National Conveyancing Week: Panel managers ‘slowing conveyancers down’
By Monidipa Fouzder >>
(21 March 2023)
Conveyancing solicitors feel they are being impeded in their work by constant calls and emails from panel managers, the first day of a week-long event to improve the profile of conveyancing has revealed.
National Conveyancing Week, organised by The Bold Legal Group, runs until Friday. Panel managers were the subject of an online session yesterday to discuss whether they are a sensible route to obtaining new work.
Property experts on the speaking panel were in favour of panel managers. Paul Clark, senior partner of Hexham firm Humble & Clark Legal, told the event that panel managers and conveyancers have the same problem: ‘If you just convince people what you do for the money you charge, everyone would be happy.’

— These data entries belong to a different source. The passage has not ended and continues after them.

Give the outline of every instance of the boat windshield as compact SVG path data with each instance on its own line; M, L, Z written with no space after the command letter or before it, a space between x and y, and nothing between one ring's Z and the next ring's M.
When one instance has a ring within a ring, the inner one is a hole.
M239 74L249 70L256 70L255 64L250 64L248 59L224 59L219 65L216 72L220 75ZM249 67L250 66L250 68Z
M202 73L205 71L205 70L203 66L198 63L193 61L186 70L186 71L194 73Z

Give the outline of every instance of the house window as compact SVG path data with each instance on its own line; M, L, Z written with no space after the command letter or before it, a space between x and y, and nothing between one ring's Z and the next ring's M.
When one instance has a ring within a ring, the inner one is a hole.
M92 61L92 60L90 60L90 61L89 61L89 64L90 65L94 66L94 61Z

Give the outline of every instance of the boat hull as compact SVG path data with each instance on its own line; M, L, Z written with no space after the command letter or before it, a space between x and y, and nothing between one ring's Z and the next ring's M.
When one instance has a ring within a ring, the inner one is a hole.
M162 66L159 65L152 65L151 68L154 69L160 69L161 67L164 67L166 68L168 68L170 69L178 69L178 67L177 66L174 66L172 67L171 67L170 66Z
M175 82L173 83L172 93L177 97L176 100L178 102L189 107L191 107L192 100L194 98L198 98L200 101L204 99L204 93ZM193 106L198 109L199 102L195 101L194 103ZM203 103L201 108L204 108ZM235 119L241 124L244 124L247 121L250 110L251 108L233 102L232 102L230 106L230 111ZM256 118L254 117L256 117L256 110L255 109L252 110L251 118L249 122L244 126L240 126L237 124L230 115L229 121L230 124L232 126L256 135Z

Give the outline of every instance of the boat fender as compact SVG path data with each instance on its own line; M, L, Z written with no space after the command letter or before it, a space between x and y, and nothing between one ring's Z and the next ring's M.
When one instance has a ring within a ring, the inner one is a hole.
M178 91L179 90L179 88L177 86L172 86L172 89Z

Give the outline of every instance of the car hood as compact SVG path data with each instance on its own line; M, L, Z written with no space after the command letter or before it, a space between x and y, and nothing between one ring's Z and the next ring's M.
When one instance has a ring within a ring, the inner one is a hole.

Clark understood commercially why panel managers are necessary, especially for large estate agents. However, Humble & Clark Legal does not use them. The firm does not want too much in the way of volume work as it would affect service quality, he told the conference.
On what panel managers can bring to the conveyancing sector, Kevin Tunnicliffe, CEO of Sort Group, which provides conveyancing portals for mortgage brokers and estate agents, said: ‘From my side, it’s support. We have never been to a law firm and said “you have to do this, you have to do that”.’
Jo Unwin, senior associate and operations manager of the residential property team at SAS Daniels Solicitors, highlighted the need for a collaborative approach. ‘It should be the same process with someone in the middle to assist the process.’
However, an attendee commenting in the online session’s chat section disagreed, describing panel managers as ‘middle people that do not need to exist’.
Other attendees commenting in the chat section revealed tension in the relationship between conveyancers and panel managers. One solicitor said: ‘It would be interesting to know what training panel managers have. We, as solicitors, seem to be the only profession that get bombarded with calls/emails asking if we are doing our job. It is disappointing when we receive generic requests such as “are the searches in?”, “is the mortgage offer in?”. Receiving searches/mortgage offers does not mean it has been looked at yet. They need to be reviewed, reported on etc yet this does not seem to be appreciated. Every call/email slows us down.’
Another said: ‘A transaction time is not standard, each matter must be on its own merits. Some panels expect updates every seven days (five working days) as a conveyancing the update timeframe on the portals should be seven to 10 working days giving all conveyancers time to get the work done and deal with client expectations.’
One attendee suggested it would be helpful if panel managers, estate agents and brokers were trained to understand what solicitors do and how long things will take. ‘It is not a tick box exercise,’ they said.